THE VIRGINIAN-PILOT Copyright (c) 1995, Landmark Communications, Inc. DATE: Thursday, March 2, 1995 TAG: 9503020047 SECTION: DAILY BREAK PAGE: E1 EDITION: FINAL SOURCE: By MARK MOBLEY, MUSIC CRITIC LENGTH: Medium: 84 lines
THANKS TO PUCCINI, opera lovers will always have Paris. In ``La boheme,'' bohemians work and play and love to some of opera's sweetest melodies.
Generations of audiences have seen the artists' garret and the bustling Cafe Momus in countless productions. But when ``boheme'' returns to the Harrison Opera House on Friday, it will have a new look.

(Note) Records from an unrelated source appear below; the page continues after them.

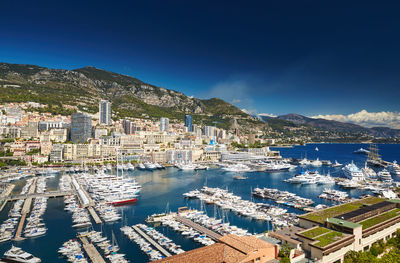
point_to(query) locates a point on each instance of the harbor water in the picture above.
(162, 190)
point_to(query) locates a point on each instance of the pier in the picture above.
(36, 195)
(94, 215)
(151, 241)
(5, 194)
(25, 210)
(91, 251)
(198, 227)
(90, 203)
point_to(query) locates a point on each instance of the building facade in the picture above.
(81, 127)
(105, 112)
(164, 124)
(188, 122)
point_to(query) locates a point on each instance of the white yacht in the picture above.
(337, 164)
(16, 254)
(186, 167)
(368, 172)
(352, 172)
(305, 162)
(149, 166)
(239, 167)
(316, 163)
(361, 151)
(385, 176)
(394, 168)
(141, 166)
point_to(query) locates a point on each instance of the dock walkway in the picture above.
(91, 251)
(45, 194)
(198, 227)
(5, 194)
(25, 210)
(151, 241)
(93, 213)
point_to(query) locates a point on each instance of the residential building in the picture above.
(30, 130)
(188, 122)
(100, 132)
(81, 127)
(179, 156)
(56, 154)
(330, 233)
(105, 112)
(164, 124)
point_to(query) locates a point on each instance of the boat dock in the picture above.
(94, 215)
(151, 241)
(91, 251)
(5, 194)
(46, 194)
(198, 227)
(90, 203)
(25, 210)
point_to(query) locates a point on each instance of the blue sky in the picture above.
(307, 57)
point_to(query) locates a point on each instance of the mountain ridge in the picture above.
(82, 88)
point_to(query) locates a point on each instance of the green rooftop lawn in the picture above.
(315, 232)
(328, 238)
(321, 216)
(379, 218)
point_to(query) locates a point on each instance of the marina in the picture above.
(167, 185)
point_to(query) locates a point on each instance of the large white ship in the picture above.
(352, 172)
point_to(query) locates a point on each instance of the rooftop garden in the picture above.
(328, 238)
(379, 218)
(321, 216)
(315, 232)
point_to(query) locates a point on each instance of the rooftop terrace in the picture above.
(322, 215)
(379, 218)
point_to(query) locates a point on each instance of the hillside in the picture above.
(81, 89)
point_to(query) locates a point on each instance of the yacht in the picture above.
(361, 151)
(337, 164)
(277, 167)
(385, 176)
(16, 254)
(394, 168)
(239, 167)
(149, 166)
(141, 166)
(130, 167)
(186, 167)
(305, 162)
(316, 163)
(352, 172)
(368, 172)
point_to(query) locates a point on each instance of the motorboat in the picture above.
(186, 167)
(337, 164)
(149, 166)
(394, 168)
(141, 166)
(368, 172)
(361, 151)
(239, 167)
(385, 176)
(351, 171)
(16, 254)
(316, 163)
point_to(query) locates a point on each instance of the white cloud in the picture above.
(368, 119)
(268, 115)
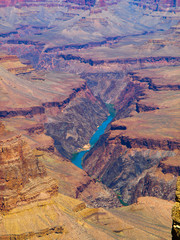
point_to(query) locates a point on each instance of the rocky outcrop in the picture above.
(176, 214)
(23, 178)
(75, 182)
(157, 5)
(69, 111)
(138, 155)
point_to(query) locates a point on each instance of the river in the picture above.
(77, 159)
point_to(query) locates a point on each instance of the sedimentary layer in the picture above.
(176, 214)
(23, 177)
(138, 155)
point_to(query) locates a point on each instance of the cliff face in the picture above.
(139, 154)
(69, 112)
(158, 5)
(23, 178)
(176, 214)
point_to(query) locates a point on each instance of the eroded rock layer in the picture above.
(176, 214)
(139, 154)
(23, 178)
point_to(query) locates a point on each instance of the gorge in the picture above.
(64, 67)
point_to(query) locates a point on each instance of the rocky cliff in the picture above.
(60, 103)
(139, 154)
(176, 214)
(158, 5)
(23, 178)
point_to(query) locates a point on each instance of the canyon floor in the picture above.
(63, 65)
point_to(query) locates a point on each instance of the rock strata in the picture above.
(176, 214)
(23, 178)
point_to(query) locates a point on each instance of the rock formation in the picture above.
(139, 155)
(23, 178)
(176, 214)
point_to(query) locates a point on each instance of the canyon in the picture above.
(63, 66)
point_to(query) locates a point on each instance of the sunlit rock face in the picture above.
(23, 178)
(176, 214)
(158, 5)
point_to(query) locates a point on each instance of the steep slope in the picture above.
(23, 94)
(23, 178)
(139, 155)
(32, 209)
(62, 102)
(176, 214)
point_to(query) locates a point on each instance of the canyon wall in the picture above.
(139, 153)
(176, 214)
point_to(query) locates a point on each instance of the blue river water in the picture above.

This will be the first ``boheme'' in operatic history to feature a jeep.
Stage director Johnathon Pape and designer Allen Charles Klein have transported the work from the 19th century to the years just after World War II, when Paris was recovering from Nazi occupation.
Virginia Opera fans have grown accustomed to such relocations this season. ``Simon Bolivar'' was set in a museum. The stark ``Salome'' had no particular time or place. Even the exquisite ``La traviata'' ended in a fantastic room filled with candles.
Between rehearsals last week, Pape (pronounced poppy) and Klein insisted that although they've updated ``boheme,'' they haven't meddled with its meaning.
Klein said they could use their set to play the opera the usual way ``by just changing a few posters, because Paris hasn't changed that much since the 1870s.''
Paris hasn't, but people have. Klein and Pape believe that moving the story up to the 1940s makes Rodolfo, Mimi and their friends more recognizable to modern audiences.
``Our intention isn't to shock,'' Klein said. ``It's not a scandalous production at all. It's not a perversion of it in any way, shape or form.''
The plot remains the same: The poet Rodolfo shares a studio with fellow artists. The tubercular Mimi knocks on the door because her candle has gone out. They fall in love. After quarreling and separating, they are reunited at her deathbed.
Tenor Donald Braswell, a Juilliard School graduate, and soprano Elizabeth Biggs are in the principal roles. A Milwaukee Sentinel critic wrote that Biggs, ``with her true, clear, clean voice and sensitive acting, epitomized the tragic figure of Mimi.''
The other pair of lovers, Marcello and Musetta, will be sung by Virginia Opera alumni Amy Johnson and Bojan Knezevic. Johnson was acclaimed for her work in ``Simon Bolivar,'' and Knezevic was a memorable Leporello in ``Don Giovanni.'' Assistant Artistic Director Jerome Shannon will conduct.
In this ``boheme,'' the singers wear modern clothes instead of period costumes, and American GIs stroll the Parisian streets.
``Lots of times, `boheme' is very prettified,'' said Pape, who is making his debut with the company.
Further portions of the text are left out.